Following up his impressive debut, Reprise, Joachim Trier uses a Pierre Drieu La Rochelle novel and the Norwegian capital to create the beautifully somber Oslo, August 31st.
A friend and I were talking about Joachim Trier’s second feature, Oslo, August 31st, and he said, “The film wouldn’t work if it wasn’t perfect.” And then we both agreed — Oslo, August 31st is perfect. It is perfectly, beautifully realized, with an aching performance by Trier regular Anders Danielsen Lie, elegant cinematography by Jakob Ihre and, most of all, the director’s remarkable ability to dramatize themes of loss but also hope.
As my friend notes, Oslo, August 31st needed to be so well-realized because its subject matter — a recovering heroin addict leaves a halfway house and struggles to regain a foothold in everyday society — might normally lend itself to uninviting despair or shallow miserabilism. Instead, there is something strangely uplifting about the film, a beauty lingering underneath its sad storyline. As with Tarkovsky, Resnais and, of course, Proust, time is Trier’s ultimate subject matter, and the clarity with which he charts its imprint on Lie’s character is heartbreaking but also thrilling.

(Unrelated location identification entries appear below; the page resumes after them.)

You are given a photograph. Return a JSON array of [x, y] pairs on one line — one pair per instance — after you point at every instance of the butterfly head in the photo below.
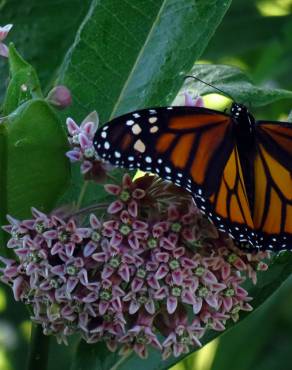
[[238, 110]]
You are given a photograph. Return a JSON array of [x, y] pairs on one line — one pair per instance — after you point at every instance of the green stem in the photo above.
[[81, 195], [39, 349], [120, 361]]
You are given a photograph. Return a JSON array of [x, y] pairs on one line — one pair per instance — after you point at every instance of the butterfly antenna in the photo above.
[[214, 87]]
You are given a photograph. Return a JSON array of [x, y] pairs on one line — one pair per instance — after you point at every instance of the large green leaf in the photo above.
[[263, 338], [235, 83], [131, 54], [96, 357], [24, 84], [34, 169], [42, 32], [134, 54]]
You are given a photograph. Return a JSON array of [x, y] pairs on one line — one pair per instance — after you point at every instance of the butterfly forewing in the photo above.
[[198, 149], [192, 147]]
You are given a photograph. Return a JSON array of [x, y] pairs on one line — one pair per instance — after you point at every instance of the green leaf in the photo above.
[[97, 357], [24, 84], [34, 169], [235, 83], [42, 33], [133, 54], [271, 324]]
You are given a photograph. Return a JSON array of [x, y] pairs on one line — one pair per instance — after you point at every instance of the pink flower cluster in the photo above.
[[82, 149], [3, 34], [149, 271]]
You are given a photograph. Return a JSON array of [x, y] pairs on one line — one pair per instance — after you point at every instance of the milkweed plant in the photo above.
[[138, 267]]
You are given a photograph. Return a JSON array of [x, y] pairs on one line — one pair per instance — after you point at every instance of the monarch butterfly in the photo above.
[[238, 170]]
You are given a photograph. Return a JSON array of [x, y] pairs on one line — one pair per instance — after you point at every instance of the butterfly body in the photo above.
[[237, 169]]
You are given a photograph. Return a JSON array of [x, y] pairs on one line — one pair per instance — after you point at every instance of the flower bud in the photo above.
[[60, 97]]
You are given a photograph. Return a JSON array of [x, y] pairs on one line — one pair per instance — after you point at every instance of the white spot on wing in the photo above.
[[136, 129], [152, 119], [139, 146]]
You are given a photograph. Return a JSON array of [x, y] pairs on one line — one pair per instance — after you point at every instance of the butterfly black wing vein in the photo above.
[[203, 151]]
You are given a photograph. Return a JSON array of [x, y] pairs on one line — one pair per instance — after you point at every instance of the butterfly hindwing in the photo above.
[[192, 147], [245, 189], [273, 183]]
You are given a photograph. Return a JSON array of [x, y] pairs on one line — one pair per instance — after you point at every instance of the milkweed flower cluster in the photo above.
[[82, 150], [3, 34], [150, 271]]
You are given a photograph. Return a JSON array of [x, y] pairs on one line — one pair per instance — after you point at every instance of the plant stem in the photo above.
[[81, 195], [120, 361], [39, 349]]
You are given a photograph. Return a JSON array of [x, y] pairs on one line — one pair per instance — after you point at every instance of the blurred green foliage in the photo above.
[[255, 35]]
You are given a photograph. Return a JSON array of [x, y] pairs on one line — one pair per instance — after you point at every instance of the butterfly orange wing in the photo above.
[[192, 147], [272, 211]]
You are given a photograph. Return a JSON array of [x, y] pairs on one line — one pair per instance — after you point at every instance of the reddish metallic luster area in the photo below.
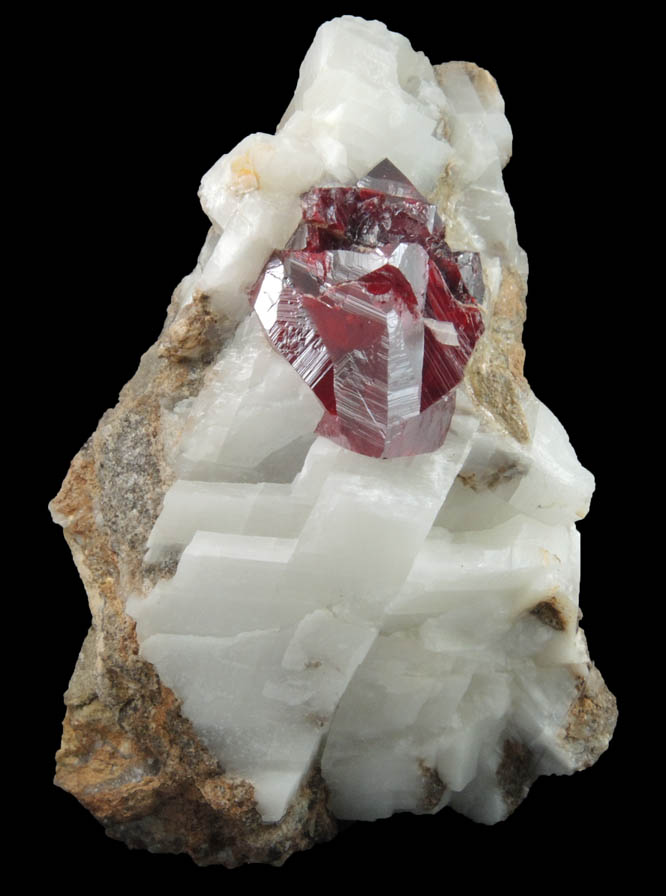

Filmmaker readers will remember the Norwegian director from his first feature, Reprise, distributed in the states by Miramax in 2008. Lie costarred in that film, a dazzlingly edited tale of competition between two 20-something authors that felt like a time capsule of early aughts European youth culture. Fittingly, the rhythms of Oslo, August 31st are less kinetic. Set over the course of 48 hours, the film patiently follows the addict, Anders, as he tries to reconnect with family, friends, an estranged lover and to find a job. But this is not a happy Hollywood “second chance” film. As in real life, surviving resume gaps and the distrust of those who you’ve betrayed is not easy. Still, there are moments of grace if you know where to find them.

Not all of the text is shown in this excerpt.